​Loneliness

In the USA, roughly one in three people older than 65 live alone, and half of those older than 85 live alone. But what does it really mean to be alone? And how is that different from being lonely?

Being alone means simply being by ourselves or apart from others. Being lonely, on the other hand, is feeling unhappy about being alone. Deep in our hearts, loneliness is an emptiness — a feeling of disconnection from people, or being ignored or overlooked. It involves a desire to be connected and to belong.

An article in Atlantic magazine titled “Is Facebook Making Us Lonely?” states:

We are living in an isolation that would have been unimaginable to our ancestors, and yet within this world of instant and absolute communication, unbounded by limits of time and space, we suffer from unprecedented alienation. We have never been more detached from one another, or lonelier. In a world consumed by ever more novel modes of socializing, we have less actual society.

The article continues:

Loneliness is at the American core, a by-product of a long-standing appetite for independence. The price of self-determination and self-reliance has often been loneliness. But Americans have always been willing to pay that price.

It also points out:

The depth of one’s social network outside Facebook determines the depth of one’s social network within Facebook, not the other way around. The greater proportion of face-to-face interactions, the less lonely you are. The greater the proportion of online interactions, the lonelier you are. New technologies lure us toward increasingly superficial connections at exactly the same moment that they make avoiding the mess of human interaction easy.

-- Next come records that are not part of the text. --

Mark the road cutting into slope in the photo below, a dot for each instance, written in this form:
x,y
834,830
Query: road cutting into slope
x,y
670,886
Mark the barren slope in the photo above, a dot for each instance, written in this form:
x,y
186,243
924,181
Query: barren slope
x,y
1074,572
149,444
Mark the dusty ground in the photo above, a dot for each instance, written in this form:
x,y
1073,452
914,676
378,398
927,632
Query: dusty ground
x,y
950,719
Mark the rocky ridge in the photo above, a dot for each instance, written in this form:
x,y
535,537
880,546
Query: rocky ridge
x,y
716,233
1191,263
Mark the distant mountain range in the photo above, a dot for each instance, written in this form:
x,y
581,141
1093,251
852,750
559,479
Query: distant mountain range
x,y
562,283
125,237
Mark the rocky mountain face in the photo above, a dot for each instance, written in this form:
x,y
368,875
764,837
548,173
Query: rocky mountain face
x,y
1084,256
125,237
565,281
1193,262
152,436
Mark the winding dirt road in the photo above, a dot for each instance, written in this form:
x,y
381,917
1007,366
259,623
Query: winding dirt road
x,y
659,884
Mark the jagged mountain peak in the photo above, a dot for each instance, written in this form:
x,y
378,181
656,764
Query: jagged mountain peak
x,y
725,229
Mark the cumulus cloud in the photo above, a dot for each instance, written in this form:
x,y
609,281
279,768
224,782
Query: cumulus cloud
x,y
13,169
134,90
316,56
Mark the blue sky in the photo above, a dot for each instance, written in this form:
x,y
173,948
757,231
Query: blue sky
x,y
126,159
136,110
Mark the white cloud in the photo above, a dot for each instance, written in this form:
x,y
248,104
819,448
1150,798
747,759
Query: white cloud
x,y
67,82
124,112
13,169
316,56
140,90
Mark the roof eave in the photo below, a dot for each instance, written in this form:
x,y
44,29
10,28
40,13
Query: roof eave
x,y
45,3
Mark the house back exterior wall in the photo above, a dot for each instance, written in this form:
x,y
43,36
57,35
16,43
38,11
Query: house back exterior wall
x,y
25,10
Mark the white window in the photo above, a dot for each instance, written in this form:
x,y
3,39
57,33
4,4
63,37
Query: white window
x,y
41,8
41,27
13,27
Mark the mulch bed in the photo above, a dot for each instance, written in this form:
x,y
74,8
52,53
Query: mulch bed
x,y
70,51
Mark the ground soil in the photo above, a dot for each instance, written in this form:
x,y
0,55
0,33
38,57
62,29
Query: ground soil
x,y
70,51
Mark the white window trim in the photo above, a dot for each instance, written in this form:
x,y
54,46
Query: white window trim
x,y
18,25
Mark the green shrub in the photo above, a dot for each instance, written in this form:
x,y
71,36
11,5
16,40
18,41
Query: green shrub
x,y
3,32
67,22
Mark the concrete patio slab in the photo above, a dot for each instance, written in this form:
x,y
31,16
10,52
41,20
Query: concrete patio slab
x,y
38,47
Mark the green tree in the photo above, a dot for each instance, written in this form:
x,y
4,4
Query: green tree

The book Beyond Loneliness identifies four sources of loneliness: leadership responsibility, superficial relationships, depression, and grief or loss. But it reminds us that each of us has three parts: body, soul, and spirit. Our spirit can only be truly connected to God. We are created for divine friendship.

Each of us has a “God-shaped hole” within our lives — a part made to have a divine connection or relationship with God. Often, we try to fill this hole with other things because we don’t have a relationship with God. We may put people, sports, TV, cars, alcohol, drugs, or work in that space.

Yet, none of these can ever fill our God-shaped hole. We are bound to feel emptiness and loneliness because this part of us, meant for divine friendship, gets filled with so many other things.

Thus, part of the loneliness we experience comes from not having God within our God-shaped hole. In other words, we hide from God as we pursue things other than God — and then we feel loneliness.

While loneliness can have many causes, one thing we can be sure of is that God is with us. We can build on this divine friendship. God’s intimate relationship with us is a powerful antidote to feelings of loneliness.